The first phony account of Khashoggi’s whereabouts came from the crown prince himself, who told Bloomberg News just one day after Khashoggi’s disappearance that he had left the consulate. “My understanding is he entered and he got out after a few minutes or one hour. I’m not sure.” When asked if Khashoggi was facing charges in Saudi Arabia, he responded coyly: “If he’s in Saudi Arabia I would know that.”
The planning of the operation bears all the hubristic hallmarks of someone who thinks he’s the smartest guy in the room. One of the most bizarre parts of the Saudi cover-up was to dress up one member of the 15-member hit team to look like Khashoggi. With a portly build similar to Khashoggi’s, and wearing the journalist’s own clothes, eyeglasses and a fake beard, he departed the consulate through the rear entrance and went by taxi into Istanbul’s Sultanahmet tourist district, where Turkish security cameras captured him strolling near Istanbul’s famous Blue Mosque. Turkish media identified him as Mustafa Al-Madani. Erdogan said he departed early Oct. 2 for Riyadh, Saudi Arabia, on a commercial flight with one other person.
Erdogan cited other signs of a cover-up: local staff were told they could take the day off, but those who showed up were kept in a room, on the excuse the consulate was undergoing an inspection.
On Saturday Oct. 6, as Turkish authorities said they thought Khashoggi’s remains might still be in the consulate, Saudi Consul-General Mohammad al-Otaibi invited a Reuters team to the consulate and allowed them to film the premises. They found no trace of Khashoggi—but later that night, quoting two unnamed Turkish officials, Reuters reported that the journalist was dead.
Erdogan was scathing about al-Otaibi’s invitation, calling it a “reckless attempt to defend himself.” He informed King Salman and asked that al-Otaibi be withdrawn.
On Friday last week, when Saudi officials finally acknowledged that he died while in the consulate, they said the death was the result of a “fistfight,” a version considered dubious by most observers. On Sunday, Adel al-Jubeir, the Saudi foreign minister, told Fox News that Khashoggi’s killing was a “rogue operation” and a “tremendous mistake,” compounded by “the attempt to cover-up.”
Tuesday, as Erdogan was speaking, the Saudi cabinet said in a statement that Saudi Arabia “will hold to account those responsible for journalist Jamal Khashoggi’s killing and those who failed their duties, whoever they are.” King Salman chaired the meeting.
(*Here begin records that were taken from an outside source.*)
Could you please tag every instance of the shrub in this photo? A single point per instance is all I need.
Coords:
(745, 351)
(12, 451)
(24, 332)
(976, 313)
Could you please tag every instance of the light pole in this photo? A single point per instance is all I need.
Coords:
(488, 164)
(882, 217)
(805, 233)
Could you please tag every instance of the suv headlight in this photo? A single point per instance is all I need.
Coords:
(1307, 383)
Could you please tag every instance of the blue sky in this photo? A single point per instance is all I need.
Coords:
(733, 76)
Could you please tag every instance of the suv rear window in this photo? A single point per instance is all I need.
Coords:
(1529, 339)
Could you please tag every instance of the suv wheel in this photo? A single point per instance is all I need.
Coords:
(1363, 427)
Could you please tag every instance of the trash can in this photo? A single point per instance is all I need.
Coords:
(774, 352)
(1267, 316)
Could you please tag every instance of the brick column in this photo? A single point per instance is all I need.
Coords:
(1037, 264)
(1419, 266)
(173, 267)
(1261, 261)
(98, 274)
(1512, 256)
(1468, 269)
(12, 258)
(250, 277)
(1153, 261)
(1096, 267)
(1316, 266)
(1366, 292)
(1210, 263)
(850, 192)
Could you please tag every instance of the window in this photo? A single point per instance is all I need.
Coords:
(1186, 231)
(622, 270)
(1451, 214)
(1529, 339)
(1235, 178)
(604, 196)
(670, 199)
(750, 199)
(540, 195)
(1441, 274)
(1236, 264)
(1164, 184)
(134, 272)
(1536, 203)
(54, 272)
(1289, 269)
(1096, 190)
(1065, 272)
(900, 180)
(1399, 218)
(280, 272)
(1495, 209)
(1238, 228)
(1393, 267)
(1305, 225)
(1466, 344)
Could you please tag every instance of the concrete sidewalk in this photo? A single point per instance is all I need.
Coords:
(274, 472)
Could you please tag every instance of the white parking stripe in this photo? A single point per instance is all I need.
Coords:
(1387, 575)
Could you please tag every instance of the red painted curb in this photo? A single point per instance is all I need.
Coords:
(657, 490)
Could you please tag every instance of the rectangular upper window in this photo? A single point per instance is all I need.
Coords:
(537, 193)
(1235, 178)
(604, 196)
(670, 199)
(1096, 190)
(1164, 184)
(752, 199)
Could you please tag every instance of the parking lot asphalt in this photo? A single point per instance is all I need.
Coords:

Khalid Al-Suliman, a columnist in the Saudi Gazette, said in a column yesterday that it was “not acceptable” that Saudi officials are involved in Khashoggi’s death and cover-up. Even though there had been other assassinations in other countries, it is “not acceptable in our customs and ethics and in the relationship between our country and its people.”
Those “involved in this matter will not escape punishment,” he declared.
That remains to be seen.
The Saudi king and crown prince have expressed their condolences to the family of Khashoggi, and MBS had himself photographed on Tuesday shaking the hand of the murdered journalist’s son, who reportedly is not allowed to leave the country.